Module: vkd3d Branch: master Commit: 37e76618ca41b83f4691e9c8afafbc6ebef9228a URL: https://gitlab.winehq.org/wine/vkd3d/-/commit/37e76618ca41b83f4691e9c8afafbc...
Author: Conor McCarthy cmccarthy@codeweavers.com Date: Sun Jul 30 13:34:09 2023 +1000
vkd3d: Write Vulkan descriptors in a worker thread.
Raises framerate by 5-10% in games which write thousands of descriptors per frame, e.g.
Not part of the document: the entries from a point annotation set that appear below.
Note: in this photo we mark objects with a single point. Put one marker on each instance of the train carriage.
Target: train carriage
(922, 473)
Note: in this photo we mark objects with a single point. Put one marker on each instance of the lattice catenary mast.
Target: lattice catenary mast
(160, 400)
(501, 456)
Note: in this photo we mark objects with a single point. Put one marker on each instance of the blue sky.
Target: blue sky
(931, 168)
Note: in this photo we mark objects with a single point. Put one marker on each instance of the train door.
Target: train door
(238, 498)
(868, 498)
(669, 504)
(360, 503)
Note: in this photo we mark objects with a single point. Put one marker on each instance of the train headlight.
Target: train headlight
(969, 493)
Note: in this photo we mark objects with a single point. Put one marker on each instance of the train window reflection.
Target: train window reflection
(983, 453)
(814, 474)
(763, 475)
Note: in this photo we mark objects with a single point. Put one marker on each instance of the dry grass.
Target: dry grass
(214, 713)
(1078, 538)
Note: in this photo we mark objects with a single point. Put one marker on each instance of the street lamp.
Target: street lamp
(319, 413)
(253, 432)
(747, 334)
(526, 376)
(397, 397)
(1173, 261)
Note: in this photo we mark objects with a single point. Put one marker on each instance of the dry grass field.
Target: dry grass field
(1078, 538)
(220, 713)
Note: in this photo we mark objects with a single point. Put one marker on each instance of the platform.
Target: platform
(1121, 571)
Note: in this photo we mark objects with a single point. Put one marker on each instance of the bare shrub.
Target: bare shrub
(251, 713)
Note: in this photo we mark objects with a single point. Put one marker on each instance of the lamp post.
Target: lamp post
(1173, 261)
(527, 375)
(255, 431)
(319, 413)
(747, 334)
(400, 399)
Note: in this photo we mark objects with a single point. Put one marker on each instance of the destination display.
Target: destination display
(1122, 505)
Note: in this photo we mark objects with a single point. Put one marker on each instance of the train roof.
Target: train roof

Horizon Zero Dawn.
The worker thread is a generic device worker which can also be used for other purposes if the need arises.
---
libs/vkd3d/command.c | 4 ++ libs/vkd3d/device.c | 110 +++++++++++++++++++++++++++++++++++++++++++++ libs/vkd3d/resource.c | 9 ++++ libs/vkd3d/vkd3d_private.h | 10 +++++ 4 files changed, 133 insertions(+)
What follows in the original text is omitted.